た「奏?大丈夫?今日はなんだか元気ないよ?」


奏「うん、大丈夫だけど今日でしょ?今までの記録を流すの。なんだか騙してたみたいで心苦しいと言うか…」


それにたまえはずっこける。


た「あっきれた!そんなこと気にしてんの!?ιアンタの方が被害者なんだから心苦しいなんて思う必要ないでしょ!」


奏「だって、たまちゃん…」


た「だってもへちまも無いの!!(怒)」


流石に怒ると奏は苦笑して『ごめんね?』と言う。


千「そーいえば僕、奏が怒ったとこ見たこと無いかも。」


た「Σきゃっ!?ιち、千尋!?ι急に出てこないでよ~ビックリした~ι」


いきなり二人の間から顔を出した千尋にたまえは仰け反り驚く。


奏「お、おはよ臣くん。いきなり抱き締めるのはやめて?ι」


孝「おはよ奏。でもこれは俺の特権だからヤダ。」


見ると奏は孝臣の腕の中で苦笑していた。どうやらたまえが千尋に驚いていた時に孝臣に捕まったようだ。


千「ねぇねぇ、そこんとこどーなの?孝臣は奏の怒ったとこ見たことある?」


た「そりゃ、幼馴染みならあるでしょ?ι」


千尋の質問にたまえは呆れて二人を見る。孝臣は顎に手を当てて考えるが小首を傾げるだけだ。


た「えっ、無いの?ι」


孝「奏は基本は拗ねるだけだから。怒ることはないかな?」


奏「そう?」


千「となると、奏が怒るということはよっぽどの事がないと駄目なのかな?」


孝「ん、そうかもね。

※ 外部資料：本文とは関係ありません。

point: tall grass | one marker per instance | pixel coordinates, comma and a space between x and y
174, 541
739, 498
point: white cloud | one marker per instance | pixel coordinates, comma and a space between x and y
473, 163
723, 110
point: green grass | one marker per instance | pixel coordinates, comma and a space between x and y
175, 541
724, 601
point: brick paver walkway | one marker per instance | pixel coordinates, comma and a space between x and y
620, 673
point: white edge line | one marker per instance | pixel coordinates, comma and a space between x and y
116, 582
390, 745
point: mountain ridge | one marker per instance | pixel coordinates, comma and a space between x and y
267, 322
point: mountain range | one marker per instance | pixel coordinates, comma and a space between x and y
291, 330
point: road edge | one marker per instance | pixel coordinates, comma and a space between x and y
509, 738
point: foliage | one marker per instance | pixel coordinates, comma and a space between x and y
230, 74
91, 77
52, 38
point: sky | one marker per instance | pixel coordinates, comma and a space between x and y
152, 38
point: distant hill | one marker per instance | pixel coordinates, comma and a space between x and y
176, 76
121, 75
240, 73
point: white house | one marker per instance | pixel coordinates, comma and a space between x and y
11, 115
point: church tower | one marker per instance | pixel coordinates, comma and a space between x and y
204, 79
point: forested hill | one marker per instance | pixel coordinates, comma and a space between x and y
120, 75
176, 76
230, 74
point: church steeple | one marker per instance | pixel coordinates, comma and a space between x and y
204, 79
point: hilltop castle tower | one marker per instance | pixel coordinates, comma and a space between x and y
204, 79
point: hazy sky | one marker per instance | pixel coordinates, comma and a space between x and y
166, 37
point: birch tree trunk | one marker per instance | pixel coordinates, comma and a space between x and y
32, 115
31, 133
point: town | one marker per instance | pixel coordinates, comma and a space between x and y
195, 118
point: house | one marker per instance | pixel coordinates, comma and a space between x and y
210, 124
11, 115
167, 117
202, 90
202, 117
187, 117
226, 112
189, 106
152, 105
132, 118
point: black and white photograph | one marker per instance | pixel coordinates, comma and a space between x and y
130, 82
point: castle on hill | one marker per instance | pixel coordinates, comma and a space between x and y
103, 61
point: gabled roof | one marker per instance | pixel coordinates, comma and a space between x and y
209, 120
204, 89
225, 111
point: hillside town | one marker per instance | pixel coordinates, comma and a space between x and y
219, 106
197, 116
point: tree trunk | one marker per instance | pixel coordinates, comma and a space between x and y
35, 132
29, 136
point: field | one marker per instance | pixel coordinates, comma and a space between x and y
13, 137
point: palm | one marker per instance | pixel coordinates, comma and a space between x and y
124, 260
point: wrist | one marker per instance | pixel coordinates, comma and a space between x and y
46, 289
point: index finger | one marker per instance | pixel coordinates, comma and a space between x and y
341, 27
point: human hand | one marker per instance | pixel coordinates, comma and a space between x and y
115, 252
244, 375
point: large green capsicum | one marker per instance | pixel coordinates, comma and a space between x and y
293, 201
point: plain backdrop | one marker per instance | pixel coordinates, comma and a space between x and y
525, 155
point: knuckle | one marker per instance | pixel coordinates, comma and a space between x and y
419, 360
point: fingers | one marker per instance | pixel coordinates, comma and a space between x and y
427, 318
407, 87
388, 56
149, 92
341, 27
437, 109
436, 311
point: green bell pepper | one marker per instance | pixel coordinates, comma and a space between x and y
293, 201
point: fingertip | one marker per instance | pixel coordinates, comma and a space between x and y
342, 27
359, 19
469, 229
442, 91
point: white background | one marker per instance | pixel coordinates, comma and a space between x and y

でも、オススメはしないよ?」


た「何で?あ、いや、別に怒られたい願望があるわけじゃあ無いんだけどさ。」


たまえの疑問に孝臣は微妙な顔だ。


孝「余計な詮索は命取りだよ?」


た・千「ナニソレ?ιチョー微妙。ι」


孝臣の言わんとすることがわからず小首を傾げる二人と同じように奏も理解していないようだ。


奏「臣くん、どうゆうこと?」


孝「今回の件で奏の限界がとっくに過ぎていたら、その疑問も解決してたかもね。その分、俺達は危なかったけど。」


意味深な言葉だが全く分からない。